Polito Family Farms was the location of every great adventure of my young life: Working up the nerve to get the eggs out of the hen house for the first time. Taking the reigns of the quad from my grandpa and driving it through the groves with him leaning over ready to correct me if need be. Collecting snails at $20 a bucket. And the orange fights...those were epic. You learned at a young age that trying to hit an older cousin with an orange from across the creek is damn near impossible, but a rotten orange thrown at the branches above said cousin? That created a shrapnel shower of sticky, smelly, rotten orange juice. This knowledge, while leveling the playing field, led to another discovery we made pretty early on: Run fast and hide well.

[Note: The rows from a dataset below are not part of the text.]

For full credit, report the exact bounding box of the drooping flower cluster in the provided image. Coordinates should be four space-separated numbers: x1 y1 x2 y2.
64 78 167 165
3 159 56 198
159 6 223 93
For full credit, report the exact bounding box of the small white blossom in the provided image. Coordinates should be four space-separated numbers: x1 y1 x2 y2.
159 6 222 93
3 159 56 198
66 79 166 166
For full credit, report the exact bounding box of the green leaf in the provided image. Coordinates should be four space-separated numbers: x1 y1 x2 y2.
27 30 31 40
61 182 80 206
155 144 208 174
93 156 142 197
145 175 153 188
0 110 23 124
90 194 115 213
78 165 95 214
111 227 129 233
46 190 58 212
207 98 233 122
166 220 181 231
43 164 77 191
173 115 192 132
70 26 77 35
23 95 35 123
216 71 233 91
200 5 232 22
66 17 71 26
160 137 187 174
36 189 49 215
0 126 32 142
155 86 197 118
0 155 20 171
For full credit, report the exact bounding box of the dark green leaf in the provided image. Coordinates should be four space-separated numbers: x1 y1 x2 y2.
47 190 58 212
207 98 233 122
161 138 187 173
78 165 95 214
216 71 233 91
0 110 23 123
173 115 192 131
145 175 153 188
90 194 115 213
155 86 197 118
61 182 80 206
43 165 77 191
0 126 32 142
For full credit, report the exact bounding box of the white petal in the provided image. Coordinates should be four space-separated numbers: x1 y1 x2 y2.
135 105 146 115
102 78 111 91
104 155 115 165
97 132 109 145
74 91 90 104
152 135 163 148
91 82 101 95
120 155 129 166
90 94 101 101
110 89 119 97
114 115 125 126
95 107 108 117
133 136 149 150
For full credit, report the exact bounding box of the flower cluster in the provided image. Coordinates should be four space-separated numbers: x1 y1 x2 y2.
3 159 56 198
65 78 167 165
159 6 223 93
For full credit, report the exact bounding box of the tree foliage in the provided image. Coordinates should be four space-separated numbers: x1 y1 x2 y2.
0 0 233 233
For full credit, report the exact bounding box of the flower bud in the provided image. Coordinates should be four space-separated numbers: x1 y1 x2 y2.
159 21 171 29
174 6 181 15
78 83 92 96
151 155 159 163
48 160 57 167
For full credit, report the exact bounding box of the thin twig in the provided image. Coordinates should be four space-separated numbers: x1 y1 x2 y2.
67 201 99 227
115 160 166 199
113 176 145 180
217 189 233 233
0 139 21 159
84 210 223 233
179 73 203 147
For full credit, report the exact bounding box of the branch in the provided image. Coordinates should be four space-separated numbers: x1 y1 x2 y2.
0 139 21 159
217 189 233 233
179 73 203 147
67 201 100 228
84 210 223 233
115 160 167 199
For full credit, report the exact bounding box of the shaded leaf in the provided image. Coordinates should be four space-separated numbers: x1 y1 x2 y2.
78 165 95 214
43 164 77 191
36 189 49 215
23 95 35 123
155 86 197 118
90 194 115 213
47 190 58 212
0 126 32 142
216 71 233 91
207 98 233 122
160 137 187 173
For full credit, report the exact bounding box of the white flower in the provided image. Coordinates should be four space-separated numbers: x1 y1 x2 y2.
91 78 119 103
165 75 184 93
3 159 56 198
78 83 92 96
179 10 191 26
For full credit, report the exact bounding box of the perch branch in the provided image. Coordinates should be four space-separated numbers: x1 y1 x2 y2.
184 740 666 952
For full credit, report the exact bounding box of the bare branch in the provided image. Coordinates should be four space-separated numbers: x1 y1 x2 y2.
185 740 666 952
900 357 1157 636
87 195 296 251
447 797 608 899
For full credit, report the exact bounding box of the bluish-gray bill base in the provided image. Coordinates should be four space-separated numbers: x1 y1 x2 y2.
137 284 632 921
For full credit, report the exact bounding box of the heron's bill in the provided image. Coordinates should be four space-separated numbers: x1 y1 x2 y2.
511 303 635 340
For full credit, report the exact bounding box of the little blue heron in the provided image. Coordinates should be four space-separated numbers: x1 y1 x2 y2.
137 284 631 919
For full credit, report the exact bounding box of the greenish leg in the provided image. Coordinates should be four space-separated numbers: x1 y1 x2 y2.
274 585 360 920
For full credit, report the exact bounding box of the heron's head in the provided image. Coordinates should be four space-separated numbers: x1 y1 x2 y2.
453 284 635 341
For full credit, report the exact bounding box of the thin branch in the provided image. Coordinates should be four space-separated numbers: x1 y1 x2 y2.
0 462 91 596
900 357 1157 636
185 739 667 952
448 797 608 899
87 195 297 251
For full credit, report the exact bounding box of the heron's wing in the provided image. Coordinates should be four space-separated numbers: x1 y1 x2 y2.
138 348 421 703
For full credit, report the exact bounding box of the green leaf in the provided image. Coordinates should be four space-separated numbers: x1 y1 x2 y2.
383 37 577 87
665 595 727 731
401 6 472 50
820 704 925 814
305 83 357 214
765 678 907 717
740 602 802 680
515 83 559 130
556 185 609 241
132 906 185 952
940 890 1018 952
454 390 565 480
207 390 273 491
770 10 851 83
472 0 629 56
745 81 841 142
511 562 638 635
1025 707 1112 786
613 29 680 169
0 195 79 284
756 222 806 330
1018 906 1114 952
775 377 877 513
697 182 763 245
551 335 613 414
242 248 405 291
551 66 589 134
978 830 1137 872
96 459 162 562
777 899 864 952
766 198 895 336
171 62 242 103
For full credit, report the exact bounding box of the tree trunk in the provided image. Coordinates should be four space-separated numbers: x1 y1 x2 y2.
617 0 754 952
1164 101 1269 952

I visited Joshua Tree for the first time in 7th grade. I returned 2-3 times a year for the next six or seven years. Nearly every trip was some combination of myself, my brother, and a rotating group of friends. We would spend nearly every waking hour tearing our hands to shreds on the coarse crystalline diorite. We weren't technical climbers by any stretch, our M.O. was to hike into a pile of rocks and try and find a way out without getting lost or dying. We always succeeded with the latter, not very often with the former, but that was the point. We came up with terms like 'birth canal' for the tight holes we had to crawl through on our hands and knees, 'nipple chafing factor' a 1-10 scale to describe the tight gaps that required you to get as thin as possible (keep in mind we were all high school-aged dudes with varying low-levels of maturity), and then there was the dreaded 'Oh Shit! factor.'
More than the experiences and the memories I made in this amazing park, were the moments of self discovery. It was in Joshua Tree that my passion for geology was born. It was in Joshua Tree that I discovered my faith through undeniably complex yet simply beautiful creation. It was in Joshua Tree that I learned the importance of fraternity, friendship, humility, and the freedom that comes with letting your guard down and being yourself. And it was on a solo trip to Joshua tree many years later, when I made the decision that I wanted to marry the woman that has now been my wife for over a decade.
No matter the trip, no matter who came, there was always one constant: Polito Family Farms. We would consume tens of pounds of satsuma and clementine mandarins, Valencia oranges, navel oranges, blood oranges, Fuyu persimmons, and we would add fresh avocado to everything.
The Naturalist is not just about nostalgia. Those times in Joshua Tree—the memories with my friends, the rocks, the citrus (oh, the citrus)—are not stagnant memories from my youth. Those experiences formed me, and by extension The Bearded Savant, into the man and the company we are today.
The Naturalist is not just about nostalgia, it is a homage to the building blocks of the man, husband, father, and friend I am today. We all have our own Naturalist—the stuff we're made of—this one is mine.